Add the following code to the OnClick event handler of the Employee Leave Application button:

private void btnEmployeeLeave_OnClick(object sender, AddinExpress.MSO.IRibbonControl control, bool pressed)
    Access.Control firstNameControl = (Access.Control)AccessApp.Forms["Employee Details"].Controls["First Name"];
    Access.Control lastNameControl = (Access.Control)AccessApp.Forms["Employee Details"].Controls["Last Name"];
    //Get Values from TextBox
    string firstName = firstNameControl.GetType().InvokeMember("Value", System.Reflection.BindingFlags.GetProperty,
        null, firstNameControl, null).ToString();
    string lastName = firstNameControl.GetType().InvokeMember("Value", System.Reflection.BindingFlags.GetProperty,
        null, lastNameControl, null).ToString();
    string fullName = String.Format("{0} {1}", firstName, lastName);
    NorthwindNet.UI.frmEmployeeLeave employeeLeaveForm = new NorthwindNet.UI.frmEmployeeLeave(fullName);

In the above code, we get a reference to the First Name and Last Name textbox controls on the MS Access form called Employee Details and retrieve their values using InvokeMember. However, if you need to set values on a MS Access form you can use the following code:

//Set Value in First Name Textbox to John
Access.Control firstNameControl = (Access.Control)AccessApp.Forms
["Employee Details"].Controls["First Name"];
object[] Parameters = new Object[1];
Parameters[0] = "John";
firstNameControl.GetType().InvokeMember("Value", System.Reflection.BindingFlags.SetProperty, null, accessControl, Parameters);

Below is a screenshot of what the Employee Details form looks like in MS Access:

Employee Details form

When the user clicks on the Employee Leave Application button, the leave application form (written in C#) of our new system is displayed:

Leave application form

This is accomplished by adding a reference to the UI library of our new system called NorthwindNet.UI. In order for this to work, the UI library needed to be strongly signed.

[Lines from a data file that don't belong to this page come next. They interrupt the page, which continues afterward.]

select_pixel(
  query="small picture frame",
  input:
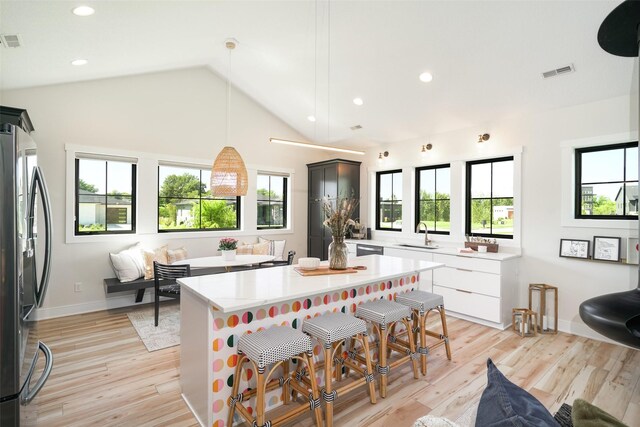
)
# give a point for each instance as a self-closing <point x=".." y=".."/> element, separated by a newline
<point x="606" y="248"/>
<point x="571" y="248"/>
<point x="632" y="250"/>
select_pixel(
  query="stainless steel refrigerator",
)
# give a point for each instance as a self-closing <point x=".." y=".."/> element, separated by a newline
<point x="25" y="262"/>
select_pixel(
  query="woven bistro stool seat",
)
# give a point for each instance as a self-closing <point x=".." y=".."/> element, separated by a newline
<point x="271" y="348"/>
<point x="422" y="303"/>
<point x="332" y="330"/>
<point x="384" y="315"/>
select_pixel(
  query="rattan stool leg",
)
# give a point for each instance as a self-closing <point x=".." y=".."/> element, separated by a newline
<point x="234" y="390"/>
<point x="382" y="359"/>
<point x="445" y="331"/>
<point x="423" y="341"/>
<point x="260" y="397"/>
<point x="328" y="377"/>
<point x="286" y="388"/>
<point x="367" y="357"/>
<point x="308" y="358"/>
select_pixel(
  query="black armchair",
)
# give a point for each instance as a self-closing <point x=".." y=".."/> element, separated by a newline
<point x="288" y="261"/>
<point x="165" y="285"/>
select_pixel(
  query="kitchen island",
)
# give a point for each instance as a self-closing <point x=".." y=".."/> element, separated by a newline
<point x="217" y="310"/>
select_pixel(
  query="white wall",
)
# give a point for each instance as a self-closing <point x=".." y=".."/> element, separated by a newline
<point x="180" y="113"/>
<point x="543" y="192"/>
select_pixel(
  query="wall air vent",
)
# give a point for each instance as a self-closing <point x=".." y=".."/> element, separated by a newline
<point x="558" y="71"/>
<point x="10" y="40"/>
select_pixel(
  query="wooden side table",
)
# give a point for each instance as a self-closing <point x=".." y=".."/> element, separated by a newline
<point x="544" y="323"/>
<point x="525" y="322"/>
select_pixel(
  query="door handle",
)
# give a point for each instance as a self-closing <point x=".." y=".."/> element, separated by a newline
<point x="30" y="393"/>
<point x="39" y="182"/>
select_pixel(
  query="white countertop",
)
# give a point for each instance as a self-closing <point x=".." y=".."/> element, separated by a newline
<point x="229" y="292"/>
<point x="444" y="250"/>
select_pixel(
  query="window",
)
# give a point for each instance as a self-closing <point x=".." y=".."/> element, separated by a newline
<point x="607" y="182"/>
<point x="490" y="211"/>
<point x="105" y="196"/>
<point x="389" y="200"/>
<point x="433" y="204"/>
<point x="185" y="202"/>
<point x="272" y="201"/>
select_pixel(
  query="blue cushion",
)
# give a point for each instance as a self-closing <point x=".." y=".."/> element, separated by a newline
<point x="504" y="404"/>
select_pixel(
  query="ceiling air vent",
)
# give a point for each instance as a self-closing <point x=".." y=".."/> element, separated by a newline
<point x="10" y="40"/>
<point x="562" y="70"/>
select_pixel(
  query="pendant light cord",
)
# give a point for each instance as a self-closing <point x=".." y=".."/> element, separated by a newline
<point x="328" y="71"/>
<point x="229" y="99"/>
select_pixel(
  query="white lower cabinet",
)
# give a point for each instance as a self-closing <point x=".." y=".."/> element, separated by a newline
<point x="480" y="290"/>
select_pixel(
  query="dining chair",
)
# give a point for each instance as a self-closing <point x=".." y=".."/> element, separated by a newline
<point x="288" y="261"/>
<point x="165" y="284"/>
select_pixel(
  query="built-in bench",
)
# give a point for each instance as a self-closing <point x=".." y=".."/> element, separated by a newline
<point x="113" y="285"/>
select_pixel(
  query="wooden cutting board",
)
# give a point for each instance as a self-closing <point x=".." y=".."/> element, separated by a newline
<point x="323" y="271"/>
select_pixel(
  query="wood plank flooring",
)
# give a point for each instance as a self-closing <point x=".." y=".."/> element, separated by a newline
<point x="103" y="375"/>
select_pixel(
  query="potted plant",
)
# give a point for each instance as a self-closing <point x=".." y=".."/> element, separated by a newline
<point x="337" y="214"/>
<point x="227" y="248"/>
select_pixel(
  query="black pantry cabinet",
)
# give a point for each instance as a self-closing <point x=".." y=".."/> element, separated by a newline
<point x="331" y="178"/>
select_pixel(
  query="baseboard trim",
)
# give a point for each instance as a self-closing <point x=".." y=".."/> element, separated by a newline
<point x="88" y="307"/>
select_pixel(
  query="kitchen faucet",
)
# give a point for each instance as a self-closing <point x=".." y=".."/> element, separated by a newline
<point x="427" y="242"/>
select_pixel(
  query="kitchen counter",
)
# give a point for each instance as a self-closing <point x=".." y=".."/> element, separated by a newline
<point x="445" y="250"/>
<point x="217" y="310"/>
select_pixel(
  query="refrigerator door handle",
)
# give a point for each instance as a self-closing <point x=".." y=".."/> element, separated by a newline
<point x="28" y="392"/>
<point x="38" y="179"/>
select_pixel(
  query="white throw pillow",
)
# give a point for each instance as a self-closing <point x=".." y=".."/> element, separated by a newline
<point x="128" y="264"/>
<point x="276" y="248"/>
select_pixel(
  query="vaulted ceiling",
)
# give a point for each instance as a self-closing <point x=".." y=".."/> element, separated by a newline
<point x="486" y="57"/>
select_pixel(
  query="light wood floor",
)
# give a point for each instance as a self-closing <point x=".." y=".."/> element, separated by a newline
<point x="103" y="375"/>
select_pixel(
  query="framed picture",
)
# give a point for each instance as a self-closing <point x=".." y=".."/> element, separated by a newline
<point x="574" y="248"/>
<point x="632" y="250"/>
<point x="606" y="248"/>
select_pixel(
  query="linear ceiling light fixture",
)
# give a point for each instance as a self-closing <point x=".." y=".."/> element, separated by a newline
<point x="316" y="146"/>
<point x="229" y="174"/>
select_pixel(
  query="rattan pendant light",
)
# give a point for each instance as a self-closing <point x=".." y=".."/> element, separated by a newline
<point x="229" y="174"/>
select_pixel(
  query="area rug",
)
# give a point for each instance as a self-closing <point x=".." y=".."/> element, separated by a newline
<point x="167" y="334"/>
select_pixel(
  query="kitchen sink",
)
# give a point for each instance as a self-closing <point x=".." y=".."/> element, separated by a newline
<point x="407" y="245"/>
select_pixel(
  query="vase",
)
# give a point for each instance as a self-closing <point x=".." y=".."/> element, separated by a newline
<point x="338" y="254"/>
<point x="228" y="255"/>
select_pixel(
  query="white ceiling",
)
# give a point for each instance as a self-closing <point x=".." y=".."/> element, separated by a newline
<point x="486" y="56"/>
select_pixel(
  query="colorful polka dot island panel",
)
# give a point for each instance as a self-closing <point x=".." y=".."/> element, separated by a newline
<point x="229" y="327"/>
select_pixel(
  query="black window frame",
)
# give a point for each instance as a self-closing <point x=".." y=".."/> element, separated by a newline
<point x="76" y="225"/>
<point x="378" y="175"/>
<point x="285" y="204"/>
<point x="418" y="200"/>
<point x="200" y="199"/>
<point x="468" y="198"/>
<point x="578" y="180"/>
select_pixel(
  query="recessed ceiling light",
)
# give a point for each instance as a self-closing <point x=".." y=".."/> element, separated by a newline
<point x="426" y="77"/>
<point x="83" y="11"/>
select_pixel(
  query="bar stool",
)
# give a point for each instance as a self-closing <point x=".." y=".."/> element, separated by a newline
<point x="274" y="346"/>
<point x="382" y="314"/>
<point x="332" y="330"/>
<point x="422" y="303"/>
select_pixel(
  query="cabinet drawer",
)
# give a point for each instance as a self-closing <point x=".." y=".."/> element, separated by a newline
<point x="467" y="280"/>
<point x="468" y="263"/>
<point x="471" y="304"/>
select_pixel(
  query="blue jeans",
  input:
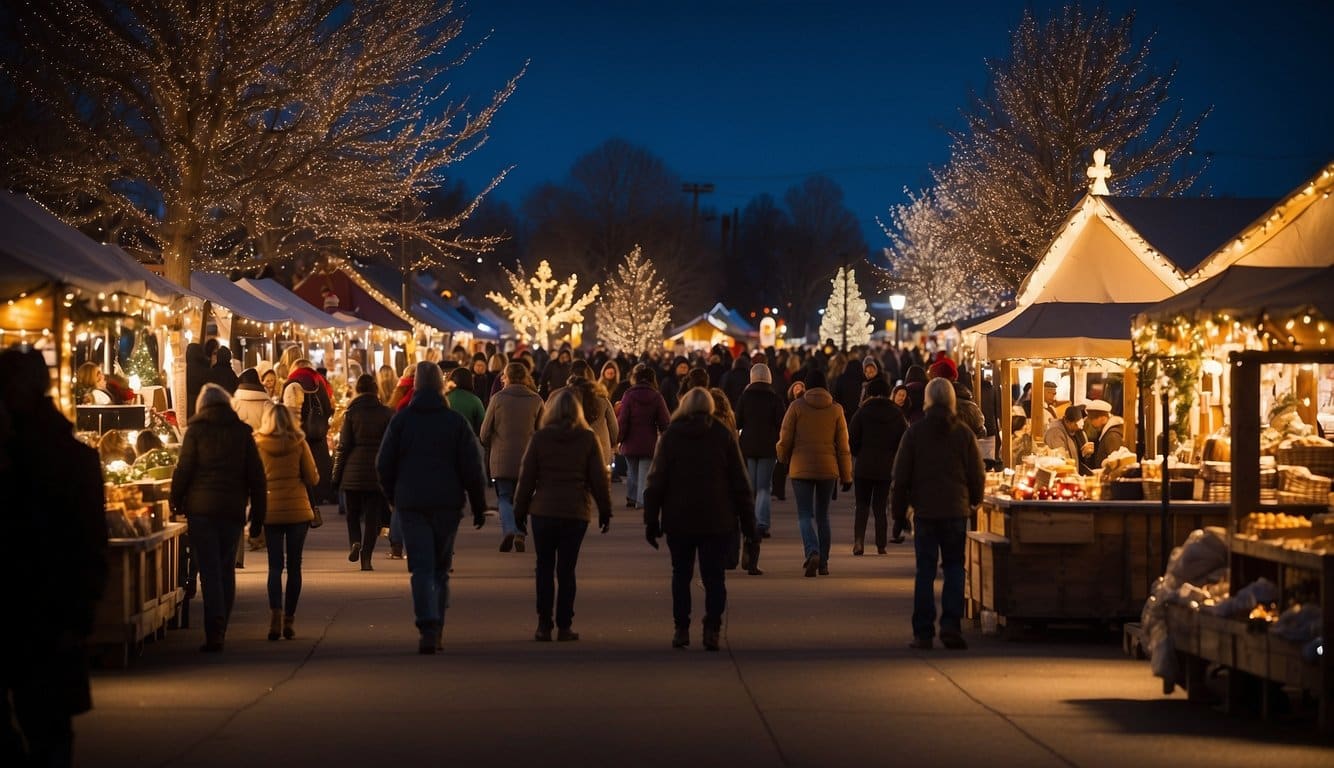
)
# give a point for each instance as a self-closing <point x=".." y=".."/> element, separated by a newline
<point x="556" y="542"/>
<point x="636" y="478"/>
<point x="938" y="540"/>
<point x="212" y="543"/>
<point x="428" y="539"/>
<point x="287" y="540"/>
<point x="813" y="500"/>
<point x="504" y="503"/>
<point x="711" y="552"/>
<point x="762" y="480"/>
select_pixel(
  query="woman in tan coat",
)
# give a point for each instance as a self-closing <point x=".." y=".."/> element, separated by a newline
<point x="290" y="471"/>
<point x="813" y="443"/>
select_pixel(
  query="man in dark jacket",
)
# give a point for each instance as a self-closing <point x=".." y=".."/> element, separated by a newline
<point x="874" y="435"/>
<point x="219" y="471"/>
<point x="759" y="418"/>
<point x="698" y="496"/>
<point x="938" y="472"/>
<point x="354" y="470"/>
<point x="428" y="462"/>
<point x="54" y="574"/>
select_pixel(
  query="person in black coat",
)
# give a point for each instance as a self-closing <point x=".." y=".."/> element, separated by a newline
<point x="698" y="496"/>
<point x="354" y="470"/>
<point x="759" y="418"/>
<point x="55" y="571"/>
<point x="874" y="436"/>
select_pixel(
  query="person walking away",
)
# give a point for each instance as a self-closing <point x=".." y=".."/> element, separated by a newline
<point x="643" y="418"/>
<point x="54" y="574"/>
<point x="354" y="470"/>
<point x="938" y="472"/>
<point x="511" y="419"/>
<point x="813" y="442"/>
<point x="463" y="400"/>
<point x="698" y="495"/>
<point x="562" y="479"/>
<point x="759" y="418"/>
<point x="219" y="471"/>
<point x="288" y="474"/>
<point x="430" y="464"/>
<point x="874" y="438"/>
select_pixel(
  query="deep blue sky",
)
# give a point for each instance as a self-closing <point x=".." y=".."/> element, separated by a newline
<point x="757" y="95"/>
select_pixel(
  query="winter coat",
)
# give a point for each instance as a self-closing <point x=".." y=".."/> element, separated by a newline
<point x="430" y="459"/>
<point x="359" y="440"/>
<point x="813" y="440"/>
<point x="1111" y="438"/>
<point x="510" y="422"/>
<point x="938" y="470"/>
<point x="563" y="476"/>
<point x="468" y="406"/>
<point x="698" y="484"/>
<point x="759" y="418"/>
<point x="643" y="416"/>
<point x="288" y="471"/>
<point x="219" y="470"/>
<point x="874" y="438"/>
<point x="251" y="403"/>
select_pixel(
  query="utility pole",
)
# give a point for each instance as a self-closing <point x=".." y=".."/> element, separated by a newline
<point x="695" y="190"/>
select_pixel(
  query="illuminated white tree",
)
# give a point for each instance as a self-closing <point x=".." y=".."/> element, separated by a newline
<point x="540" y="307"/>
<point x="846" y="319"/>
<point x="215" y="130"/>
<point x="634" y="310"/>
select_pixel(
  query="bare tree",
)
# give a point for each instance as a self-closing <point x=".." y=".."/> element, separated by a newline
<point x="284" y="122"/>
<point x="1071" y="84"/>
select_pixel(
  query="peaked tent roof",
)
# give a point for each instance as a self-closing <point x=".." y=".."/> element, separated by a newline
<point x="1186" y="230"/>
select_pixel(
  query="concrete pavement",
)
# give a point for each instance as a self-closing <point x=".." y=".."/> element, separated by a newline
<point x="813" y="672"/>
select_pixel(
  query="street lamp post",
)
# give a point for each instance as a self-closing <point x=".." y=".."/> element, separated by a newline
<point x="897" y="302"/>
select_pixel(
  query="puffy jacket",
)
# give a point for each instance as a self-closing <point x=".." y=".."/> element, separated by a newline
<point x="511" y="419"/>
<point x="364" y="423"/>
<point x="250" y="404"/>
<point x="288" y="471"/>
<point x="643" y="416"/>
<point x="563" y="476"/>
<point x="759" y="416"/>
<point x="219" y="470"/>
<point x="874" y="438"/>
<point x="698" y="486"/>
<point x="430" y="459"/>
<point x="813" y="440"/>
<point x="938" y="470"/>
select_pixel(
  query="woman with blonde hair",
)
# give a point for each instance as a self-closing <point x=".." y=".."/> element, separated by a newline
<point x="290" y="472"/>
<point x="698" y="495"/>
<point x="562" y="479"/>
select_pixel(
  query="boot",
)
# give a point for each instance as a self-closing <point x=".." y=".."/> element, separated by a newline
<point x="753" y="556"/>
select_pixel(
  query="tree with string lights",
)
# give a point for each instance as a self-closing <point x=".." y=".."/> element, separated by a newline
<point x="540" y="307"/>
<point x="1071" y="84"/>
<point x="939" y="284"/>
<point x="219" y="130"/>
<point x="846" y="319"/>
<point x="634" y="310"/>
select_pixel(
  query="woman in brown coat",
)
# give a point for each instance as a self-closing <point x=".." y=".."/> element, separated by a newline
<point x="563" y="476"/>
<point x="813" y="443"/>
<point x="290" y="472"/>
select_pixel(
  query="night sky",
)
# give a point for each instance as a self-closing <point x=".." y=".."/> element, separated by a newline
<point x="757" y="95"/>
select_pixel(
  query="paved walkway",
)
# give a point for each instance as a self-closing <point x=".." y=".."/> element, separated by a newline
<point x="813" y="672"/>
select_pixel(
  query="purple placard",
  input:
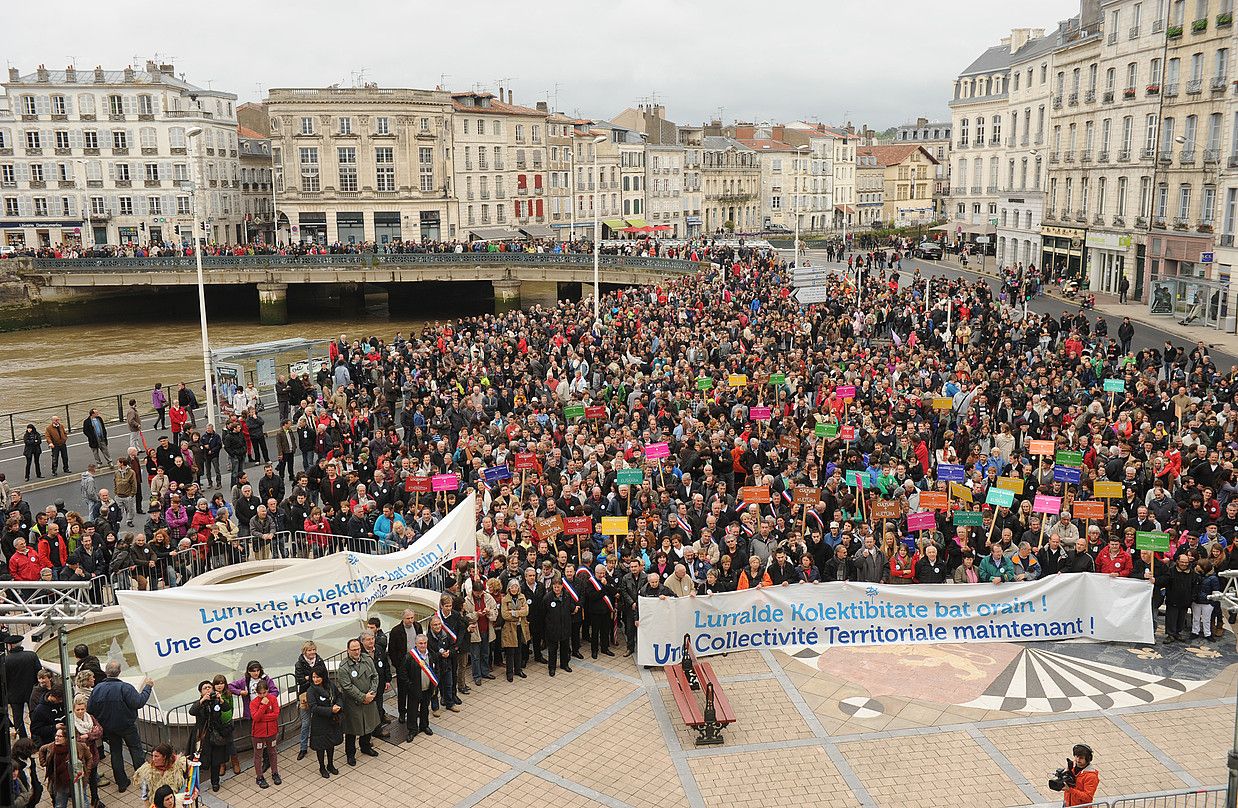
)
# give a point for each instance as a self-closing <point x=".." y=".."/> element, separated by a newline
<point x="1045" y="504"/>
<point x="657" y="451"/>
<point x="445" y="483"/>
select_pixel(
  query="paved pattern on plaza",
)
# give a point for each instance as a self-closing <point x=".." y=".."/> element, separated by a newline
<point x="889" y="728"/>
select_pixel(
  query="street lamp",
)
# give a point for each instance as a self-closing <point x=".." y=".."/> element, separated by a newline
<point x="86" y="203"/>
<point x="202" y="293"/>
<point x="796" y="191"/>
<point x="597" y="233"/>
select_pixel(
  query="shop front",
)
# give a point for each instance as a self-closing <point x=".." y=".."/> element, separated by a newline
<point x="1107" y="260"/>
<point x="1062" y="250"/>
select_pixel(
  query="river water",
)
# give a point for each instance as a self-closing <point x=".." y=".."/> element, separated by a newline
<point x="47" y="368"/>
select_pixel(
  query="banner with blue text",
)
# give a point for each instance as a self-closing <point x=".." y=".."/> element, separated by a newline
<point x="194" y="621"/>
<point x="854" y="614"/>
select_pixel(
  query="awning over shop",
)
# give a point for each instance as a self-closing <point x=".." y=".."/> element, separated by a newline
<point x="536" y="230"/>
<point x="493" y="234"/>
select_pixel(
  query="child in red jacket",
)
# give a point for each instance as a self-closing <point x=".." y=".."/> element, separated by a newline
<point x="265" y="726"/>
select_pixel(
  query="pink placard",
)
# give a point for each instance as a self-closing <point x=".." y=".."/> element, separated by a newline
<point x="657" y="451"/>
<point x="1045" y="504"/>
<point x="445" y="483"/>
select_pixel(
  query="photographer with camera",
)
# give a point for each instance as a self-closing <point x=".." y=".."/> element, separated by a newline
<point x="1078" y="780"/>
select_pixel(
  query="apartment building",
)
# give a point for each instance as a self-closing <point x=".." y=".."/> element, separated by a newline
<point x="365" y="163"/>
<point x="92" y="157"/>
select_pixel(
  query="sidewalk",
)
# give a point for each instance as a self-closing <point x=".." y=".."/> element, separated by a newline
<point x="1108" y="306"/>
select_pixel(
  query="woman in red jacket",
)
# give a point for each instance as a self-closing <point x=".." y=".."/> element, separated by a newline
<point x="317" y="532"/>
<point x="265" y="726"/>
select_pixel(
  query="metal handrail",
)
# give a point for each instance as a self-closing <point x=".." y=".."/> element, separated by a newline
<point x="358" y="259"/>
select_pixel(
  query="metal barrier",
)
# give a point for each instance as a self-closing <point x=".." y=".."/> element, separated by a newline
<point x="1213" y="797"/>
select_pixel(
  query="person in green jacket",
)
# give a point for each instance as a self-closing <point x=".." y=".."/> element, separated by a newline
<point x="995" y="567"/>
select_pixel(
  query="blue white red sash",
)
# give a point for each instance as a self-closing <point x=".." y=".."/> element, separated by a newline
<point x="425" y="667"/>
<point x="447" y="629"/>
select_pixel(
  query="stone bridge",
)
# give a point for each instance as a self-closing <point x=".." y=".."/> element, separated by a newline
<point x="58" y="286"/>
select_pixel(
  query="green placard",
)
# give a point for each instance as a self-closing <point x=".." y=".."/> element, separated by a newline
<point x="1150" y="540"/>
<point x="999" y="498"/>
<point x="629" y="477"/>
<point x="973" y="519"/>
<point x="1069" y="458"/>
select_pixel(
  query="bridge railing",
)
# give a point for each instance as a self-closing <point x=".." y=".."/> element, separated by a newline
<point x="375" y="260"/>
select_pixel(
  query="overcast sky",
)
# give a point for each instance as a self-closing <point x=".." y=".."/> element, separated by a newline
<point x="868" y="62"/>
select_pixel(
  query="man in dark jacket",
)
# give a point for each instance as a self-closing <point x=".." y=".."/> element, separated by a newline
<point x="557" y="630"/>
<point x="234" y="444"/>
<point x="21" y="670"/>
<point x="114" y="704"/>
<point x="1179" y="583"/>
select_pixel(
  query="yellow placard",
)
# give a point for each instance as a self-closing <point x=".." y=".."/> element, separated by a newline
<point x="614" y="525"/>
<point x="1010" y="484"/>
<point x="1104" y="490"/>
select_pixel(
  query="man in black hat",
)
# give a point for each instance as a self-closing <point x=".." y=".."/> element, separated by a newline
<point x="21" y="670"/>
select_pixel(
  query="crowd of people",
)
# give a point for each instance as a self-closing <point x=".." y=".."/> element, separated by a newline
<point x="930" y="387"/>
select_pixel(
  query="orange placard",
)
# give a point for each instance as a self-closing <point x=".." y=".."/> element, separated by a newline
<point x="1041" y="447"/>
<point x="1090" y="510"/>
<point x="755" y="494"/>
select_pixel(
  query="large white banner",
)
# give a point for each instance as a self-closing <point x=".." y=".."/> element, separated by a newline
<point x="188" y="623"/>
<point x="851" y="614"/>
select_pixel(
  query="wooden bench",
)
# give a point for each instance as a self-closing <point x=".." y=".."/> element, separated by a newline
<point x="709" y="718"/>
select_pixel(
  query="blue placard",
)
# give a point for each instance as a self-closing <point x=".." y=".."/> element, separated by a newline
<point x="497" y="473"/>
<point x="951" y="473"/>
<point x="1066" y="474"/>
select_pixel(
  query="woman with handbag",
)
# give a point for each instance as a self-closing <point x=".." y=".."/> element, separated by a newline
<point x="212" y="733"/>
<point x="89" y="733"/>
<point x="515" y="629"/>
<point x="306" y="663"/>
<point x="58" y="769"/>
<point x="326" y="728"/>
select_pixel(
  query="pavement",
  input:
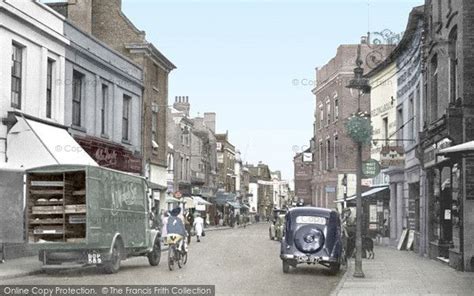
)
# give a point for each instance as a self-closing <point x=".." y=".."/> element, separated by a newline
<point x="20" y="267"/>
<point x="237" y="261"/>
<point x="394" y="272"/>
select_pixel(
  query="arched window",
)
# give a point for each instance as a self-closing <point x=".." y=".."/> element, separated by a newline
<point x="453" y="65"/>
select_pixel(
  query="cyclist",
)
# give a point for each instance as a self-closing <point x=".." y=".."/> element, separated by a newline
<point x="176" y="226"/>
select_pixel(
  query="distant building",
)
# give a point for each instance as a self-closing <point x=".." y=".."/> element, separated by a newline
<point x="225" y="163"/>
<point x="106" y="21"/>
<point x="333" y="150"/>
<point x="303" y="174"/>
<point x="179" y="135"/>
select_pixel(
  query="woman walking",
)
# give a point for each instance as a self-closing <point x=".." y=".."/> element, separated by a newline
<point x="198" y="226"/>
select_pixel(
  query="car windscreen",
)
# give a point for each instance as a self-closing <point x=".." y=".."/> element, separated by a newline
<point x="310" y="220"/>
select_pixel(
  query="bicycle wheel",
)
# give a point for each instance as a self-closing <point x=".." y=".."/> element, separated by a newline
<point x="180" y="258"/>
<point x="185" y="257"/>
<point x="171" y="257"/>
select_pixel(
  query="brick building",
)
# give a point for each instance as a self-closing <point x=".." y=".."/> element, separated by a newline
<point x="334" y="152"/>
<point x="303" y="174"/>
<point x="225" y="163"/>
<point x="448" y="69"/>
<point x="106" y="21"/>
<point x="179" y="135"/>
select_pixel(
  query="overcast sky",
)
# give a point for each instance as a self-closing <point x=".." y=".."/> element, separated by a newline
<point x="252" y="62"/>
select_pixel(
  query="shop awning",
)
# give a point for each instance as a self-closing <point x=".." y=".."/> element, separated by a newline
<point x="201" y="201"/>
<point x="368" y="193"/>
<point x="467" y="147"/>
<point x="234" y="204"/>
<point x="157" y="187"/>
<point x="223" y="197"/>
<point x="170" y="199"/>
<point x="33" y="144"/>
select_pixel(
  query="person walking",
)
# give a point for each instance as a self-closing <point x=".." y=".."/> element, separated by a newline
<point x="198" y="226"/>
<point x="164" y="223"/>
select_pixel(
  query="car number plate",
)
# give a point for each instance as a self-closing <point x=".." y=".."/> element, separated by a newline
<point x="311" y="220"/>
<point x="94" y="258"/>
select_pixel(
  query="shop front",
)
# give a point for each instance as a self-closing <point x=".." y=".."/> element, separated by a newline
<point x="444" y="195"/>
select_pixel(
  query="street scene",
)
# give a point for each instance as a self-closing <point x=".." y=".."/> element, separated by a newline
<point x="236" y="147"/>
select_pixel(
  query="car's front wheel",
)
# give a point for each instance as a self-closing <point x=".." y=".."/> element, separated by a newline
<point x="334" y="268"/>
<point x="286" y="266"/>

You’ll also notice that the Shipper Rates/Taxes Maintenance button is disabled. It will only be enabled as soon as the Shipper Detail form is open in MS Access. To accomplish this, we need to add a Microsoft Access Events component to the AddinModule designer surface:

Adding Microsoft Access Events component

In the Access Events components’ CurrentObjectChanged Event handler, add the following code:

private void adxAccessEvents_CurrentObjectChanged(object sender, string name,
    AddinExpress.MSO.ADXAcObjectType objType, AddinExpress.MSO.ADXAcObjectState objState)
    switch (name.ToUpper())
        case "EMPLOYEE DETAILS":
            btnEmployeeLeave.Enabled = true;
        case "SHIPPERDETAILS":
            btnShipperRatesTaxes.Enabled = true;
            btnEmployeeLeave.Enabled = false;
            btnShipperRatesTaxes.Enabled = false;

There you go! An easy and effective way to add new .Net features to an existing MS Access application.

Thank you for reading. Until next time, keep coding!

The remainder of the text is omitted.